Figuring out exactly where you are in the world is no easy task. Figuring out how that place connects to all the other places in the world, and how those places have related over time, well, that’s a life’s work. Compelling work. Maybe that’s why I’ve never met a kid who didn’t enjoy poring over a map.
I don’t know why elementary schools spend so little time on maps. They may do a unit on map skills now and again, but you don’t see second graders hunched over maps for extended periods of exploration. Wall maps, relief maps, map overlays – young people love maps if they are just given the time to explore them and some hints about how to connect them to their questions.
One of the boys’ favorite memories of homeschooling was the day we went to the Mapparium in Boston. This would not surprise Susan and Jessie Wise , who write that the boys are in the Grammar Stage, the first of three stages in a “classical education.” In their book, The Well Trained Mind, the Wise’s contend that first through fourth grade education should be focused far more on content accumulation than on self-expression and creativity. It’s not what I learned in my ed school days, but it explains my sons’ obsession with studying maps.(Read more about their ideas here.)
Today our American Revolution homeschool class spent several hours at Bunker Hill (which is really Breed’s Hill, but the British hadn’t yet read my post on the importance of knowing where you are). My favorite activity had the kids sitting around a giant, canvass floor map of Boston and the surrounding areas in June of 1775. The students first used a set of flags to mark Charlestown, Dorchester Heights, and other towns and landmarks. Next they set up British and rebel forces to retell the story of Bunker Hill. I have been reading about this battle, watching reenactments, and trying to visualize the whole thing for months now. But not until I saw it all laid out and moving around on a map, did I understand what really happened. As they were working with the map, kids were calling out things like, “Oh! That’s why they sent troops to block off the neck!”
Geography matters, not because knowing all of the state capitals will make you better, smarter, or stronger. Geography matters because peoples and cultures and histories happen in particular places. Places where the glaciers left behind drumlins that make strategic battle hills. Places where silk worms encouraged global trade in ways that are still hard to fathom. Places where people had to appease angry volcano gods.
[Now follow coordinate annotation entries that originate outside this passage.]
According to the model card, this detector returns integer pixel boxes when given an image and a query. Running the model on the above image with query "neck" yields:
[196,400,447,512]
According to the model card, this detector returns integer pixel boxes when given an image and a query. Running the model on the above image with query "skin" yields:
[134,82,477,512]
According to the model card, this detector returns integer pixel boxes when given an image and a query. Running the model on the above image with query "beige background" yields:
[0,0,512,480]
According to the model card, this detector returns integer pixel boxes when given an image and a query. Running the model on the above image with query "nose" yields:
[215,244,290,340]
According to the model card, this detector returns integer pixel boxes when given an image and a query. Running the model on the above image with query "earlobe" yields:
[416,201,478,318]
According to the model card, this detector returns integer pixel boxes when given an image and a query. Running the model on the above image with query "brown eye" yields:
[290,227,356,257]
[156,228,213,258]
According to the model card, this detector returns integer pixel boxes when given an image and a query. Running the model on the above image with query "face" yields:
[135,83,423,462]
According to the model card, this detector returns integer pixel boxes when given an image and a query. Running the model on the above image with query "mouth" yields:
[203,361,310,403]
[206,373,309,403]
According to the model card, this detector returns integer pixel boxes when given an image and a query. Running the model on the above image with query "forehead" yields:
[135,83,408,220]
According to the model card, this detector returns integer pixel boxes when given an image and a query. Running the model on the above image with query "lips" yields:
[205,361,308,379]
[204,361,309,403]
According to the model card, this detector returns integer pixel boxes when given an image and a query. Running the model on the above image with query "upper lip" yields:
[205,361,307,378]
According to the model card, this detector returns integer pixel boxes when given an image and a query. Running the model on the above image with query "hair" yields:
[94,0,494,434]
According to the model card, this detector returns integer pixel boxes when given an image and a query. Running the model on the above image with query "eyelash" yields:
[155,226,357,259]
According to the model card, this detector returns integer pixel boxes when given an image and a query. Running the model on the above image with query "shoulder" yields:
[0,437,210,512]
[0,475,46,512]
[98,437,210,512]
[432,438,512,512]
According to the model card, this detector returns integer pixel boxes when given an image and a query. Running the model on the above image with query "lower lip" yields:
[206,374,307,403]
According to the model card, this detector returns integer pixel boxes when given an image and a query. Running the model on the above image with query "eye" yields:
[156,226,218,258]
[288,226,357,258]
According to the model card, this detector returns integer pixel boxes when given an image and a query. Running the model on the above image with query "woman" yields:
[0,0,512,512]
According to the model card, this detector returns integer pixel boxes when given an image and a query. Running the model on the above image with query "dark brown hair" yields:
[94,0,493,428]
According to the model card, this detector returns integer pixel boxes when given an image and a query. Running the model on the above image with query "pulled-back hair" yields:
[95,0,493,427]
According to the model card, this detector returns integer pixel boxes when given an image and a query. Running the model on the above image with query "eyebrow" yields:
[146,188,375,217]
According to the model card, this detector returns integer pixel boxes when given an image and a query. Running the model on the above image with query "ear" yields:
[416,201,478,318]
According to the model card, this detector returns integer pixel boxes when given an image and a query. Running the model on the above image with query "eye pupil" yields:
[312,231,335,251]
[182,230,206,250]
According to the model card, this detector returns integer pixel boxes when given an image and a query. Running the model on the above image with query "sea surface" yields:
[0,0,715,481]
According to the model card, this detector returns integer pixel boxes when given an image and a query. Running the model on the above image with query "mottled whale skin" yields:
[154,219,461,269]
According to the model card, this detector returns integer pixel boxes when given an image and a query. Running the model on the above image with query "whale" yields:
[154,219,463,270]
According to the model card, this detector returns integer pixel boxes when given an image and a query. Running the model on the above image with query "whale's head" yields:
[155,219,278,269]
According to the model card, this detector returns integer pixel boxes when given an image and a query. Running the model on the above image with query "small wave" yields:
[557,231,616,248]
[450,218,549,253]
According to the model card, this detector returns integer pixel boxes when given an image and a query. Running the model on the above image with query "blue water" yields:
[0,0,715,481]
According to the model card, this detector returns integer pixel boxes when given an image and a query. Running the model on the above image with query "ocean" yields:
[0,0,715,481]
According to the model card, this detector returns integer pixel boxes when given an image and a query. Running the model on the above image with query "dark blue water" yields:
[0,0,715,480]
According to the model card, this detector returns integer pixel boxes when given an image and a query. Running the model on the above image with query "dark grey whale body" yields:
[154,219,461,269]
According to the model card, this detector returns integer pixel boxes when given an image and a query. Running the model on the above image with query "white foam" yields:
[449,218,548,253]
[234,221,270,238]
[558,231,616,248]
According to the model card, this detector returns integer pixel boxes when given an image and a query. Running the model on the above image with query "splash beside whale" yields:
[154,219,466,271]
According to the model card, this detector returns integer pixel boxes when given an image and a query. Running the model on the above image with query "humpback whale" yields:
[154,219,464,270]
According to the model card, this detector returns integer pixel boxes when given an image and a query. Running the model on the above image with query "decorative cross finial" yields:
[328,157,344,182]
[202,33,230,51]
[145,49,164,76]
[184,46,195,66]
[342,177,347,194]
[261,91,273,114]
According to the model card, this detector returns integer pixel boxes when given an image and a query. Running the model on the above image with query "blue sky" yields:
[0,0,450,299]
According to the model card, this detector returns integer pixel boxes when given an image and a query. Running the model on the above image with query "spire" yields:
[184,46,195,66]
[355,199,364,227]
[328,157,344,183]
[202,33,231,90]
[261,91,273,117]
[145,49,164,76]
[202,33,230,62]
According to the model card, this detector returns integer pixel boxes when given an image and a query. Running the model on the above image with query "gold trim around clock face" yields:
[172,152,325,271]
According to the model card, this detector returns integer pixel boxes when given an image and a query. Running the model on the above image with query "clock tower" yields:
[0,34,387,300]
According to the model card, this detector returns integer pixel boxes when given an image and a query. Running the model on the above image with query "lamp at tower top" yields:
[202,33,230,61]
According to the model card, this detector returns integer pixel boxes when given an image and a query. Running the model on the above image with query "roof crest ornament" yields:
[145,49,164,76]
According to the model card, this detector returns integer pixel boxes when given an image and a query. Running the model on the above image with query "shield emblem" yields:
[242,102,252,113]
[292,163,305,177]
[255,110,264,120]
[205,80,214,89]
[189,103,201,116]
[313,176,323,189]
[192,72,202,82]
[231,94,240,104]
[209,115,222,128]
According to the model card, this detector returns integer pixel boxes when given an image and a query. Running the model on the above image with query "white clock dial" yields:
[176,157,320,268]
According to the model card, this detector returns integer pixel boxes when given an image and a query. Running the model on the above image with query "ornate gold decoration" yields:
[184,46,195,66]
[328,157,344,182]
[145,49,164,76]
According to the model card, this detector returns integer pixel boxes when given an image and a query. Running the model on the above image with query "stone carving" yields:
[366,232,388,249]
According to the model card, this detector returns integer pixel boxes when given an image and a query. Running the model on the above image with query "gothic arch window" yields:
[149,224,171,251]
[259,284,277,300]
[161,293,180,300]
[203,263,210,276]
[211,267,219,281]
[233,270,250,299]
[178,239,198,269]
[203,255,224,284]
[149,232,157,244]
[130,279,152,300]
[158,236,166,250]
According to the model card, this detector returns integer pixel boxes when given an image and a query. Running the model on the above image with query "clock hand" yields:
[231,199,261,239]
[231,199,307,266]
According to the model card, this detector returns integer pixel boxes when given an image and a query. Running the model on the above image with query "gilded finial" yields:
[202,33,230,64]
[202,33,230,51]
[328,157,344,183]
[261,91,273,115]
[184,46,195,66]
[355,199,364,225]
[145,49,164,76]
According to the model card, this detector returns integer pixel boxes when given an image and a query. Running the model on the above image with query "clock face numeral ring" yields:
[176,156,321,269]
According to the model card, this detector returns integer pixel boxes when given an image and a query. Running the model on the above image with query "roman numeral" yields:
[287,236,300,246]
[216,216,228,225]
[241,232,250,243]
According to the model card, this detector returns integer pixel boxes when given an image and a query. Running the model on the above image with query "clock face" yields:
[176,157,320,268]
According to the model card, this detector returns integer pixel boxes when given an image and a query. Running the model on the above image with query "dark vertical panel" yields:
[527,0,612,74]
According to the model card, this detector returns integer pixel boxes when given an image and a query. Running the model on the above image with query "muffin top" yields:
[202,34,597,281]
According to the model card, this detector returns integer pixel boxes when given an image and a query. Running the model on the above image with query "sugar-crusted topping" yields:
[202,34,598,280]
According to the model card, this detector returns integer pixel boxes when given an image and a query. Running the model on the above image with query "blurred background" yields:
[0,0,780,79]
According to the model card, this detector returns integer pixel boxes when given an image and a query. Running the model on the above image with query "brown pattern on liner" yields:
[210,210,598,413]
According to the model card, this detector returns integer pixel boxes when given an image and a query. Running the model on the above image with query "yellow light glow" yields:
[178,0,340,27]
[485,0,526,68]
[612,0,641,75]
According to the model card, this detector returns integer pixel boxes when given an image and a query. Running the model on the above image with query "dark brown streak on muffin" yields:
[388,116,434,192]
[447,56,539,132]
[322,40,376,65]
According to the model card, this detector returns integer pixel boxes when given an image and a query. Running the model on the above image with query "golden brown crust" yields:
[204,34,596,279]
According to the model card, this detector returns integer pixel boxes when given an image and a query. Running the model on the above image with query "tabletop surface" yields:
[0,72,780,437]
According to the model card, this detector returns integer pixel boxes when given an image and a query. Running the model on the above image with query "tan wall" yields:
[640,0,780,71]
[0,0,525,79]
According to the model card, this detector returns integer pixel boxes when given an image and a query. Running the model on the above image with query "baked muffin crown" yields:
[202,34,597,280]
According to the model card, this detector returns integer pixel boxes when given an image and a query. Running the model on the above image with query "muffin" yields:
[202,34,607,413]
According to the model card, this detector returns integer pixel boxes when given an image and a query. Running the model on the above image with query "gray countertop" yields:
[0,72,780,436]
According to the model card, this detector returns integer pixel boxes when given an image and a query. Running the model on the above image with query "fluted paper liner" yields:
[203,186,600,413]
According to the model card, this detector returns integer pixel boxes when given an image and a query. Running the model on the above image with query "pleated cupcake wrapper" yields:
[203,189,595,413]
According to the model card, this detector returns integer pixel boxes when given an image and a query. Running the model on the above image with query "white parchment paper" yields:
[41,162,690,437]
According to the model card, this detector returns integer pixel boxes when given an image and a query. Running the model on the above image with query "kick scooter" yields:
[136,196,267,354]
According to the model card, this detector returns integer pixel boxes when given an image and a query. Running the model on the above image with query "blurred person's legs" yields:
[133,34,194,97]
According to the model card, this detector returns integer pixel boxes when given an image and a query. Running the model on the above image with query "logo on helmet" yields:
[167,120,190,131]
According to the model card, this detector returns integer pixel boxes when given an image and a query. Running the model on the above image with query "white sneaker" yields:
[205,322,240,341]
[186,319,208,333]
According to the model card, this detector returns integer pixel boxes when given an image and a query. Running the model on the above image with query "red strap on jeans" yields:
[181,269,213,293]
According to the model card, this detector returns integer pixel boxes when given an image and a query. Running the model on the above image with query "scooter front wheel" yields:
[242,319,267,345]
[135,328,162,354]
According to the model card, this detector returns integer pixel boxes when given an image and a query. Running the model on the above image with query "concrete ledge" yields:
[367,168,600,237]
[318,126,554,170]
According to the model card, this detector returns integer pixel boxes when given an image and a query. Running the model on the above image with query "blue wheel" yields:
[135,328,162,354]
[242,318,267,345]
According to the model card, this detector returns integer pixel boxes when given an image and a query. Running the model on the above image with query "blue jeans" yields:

Geography matters.
As a person of faith, geography matters because my God is a god of place. To participate in his love for the world and the people of the world, I need to understand their place in that world. That logic might be pushing it with the boys. Sometimes, they just want to find all of the countries that participated in the last World Cup. In any case, they have no question about the role of geography in a great education. It matters.